SDS 261: Data Science, the SQL

Data Science, the SQL is a second course in data science focused on using SQL in the data science pipeline.

The Course

Art by @allison_horst

Data Science, the SQL is a continuation of ideas learned in Foundations of Data Science. The course develops abilities for using SQL databases within the data science pipeline. The core of the course will focus on the why and the how associated with writing SELECT queries in SQL. Additional topics will include subqueries, indexes, keys, and regular expressions. Students will learn how to run SQL queries from both the RStudio IDE as well as from a relational database management system client like DBeaver or DuckDB.

Student Learning Outcomes.

By the end of the term, students will:

  • Database Concepts: be able to explain basic database concepts such as tables, records, fields, and relationships.

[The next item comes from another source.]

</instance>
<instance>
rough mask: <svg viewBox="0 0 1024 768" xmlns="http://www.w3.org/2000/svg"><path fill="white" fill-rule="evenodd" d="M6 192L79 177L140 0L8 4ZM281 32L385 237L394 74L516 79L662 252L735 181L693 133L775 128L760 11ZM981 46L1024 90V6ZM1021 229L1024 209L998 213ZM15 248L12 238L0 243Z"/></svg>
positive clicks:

  • Introduction to SQL: gain a fundamental understanding of Structured Query Language (SQL), including its history, purpose, and key components.

  • SQL Querying:

    • Writing SQL Queries: learn how to write basic SQL queries to retrieve data from a single table.
    • Filtering and Sorting Data: be able to use SQL to filter and sort data based on specific criteria.
    • Joining Tables: understand how to perform inner and outer joins to combine data from multiple tables.
  • Creating Tables: be able to create a SQL database with multiple tables that link to one another using DuckDB.

  • Inserting and Updating Data: be able to use SQL to insert new records into a table and update existing records. Use SQL to delete records from a table.

  • Basics of Regular Expressions: understand the fundamental concepts of regular expressions. Identify and use basic metacharacters for pattern matching to write simple regular expressions for text search and matching.

Course website

Data Science, the SQL was last taught in January 2024 at Smith College. Materials can be found on the course website.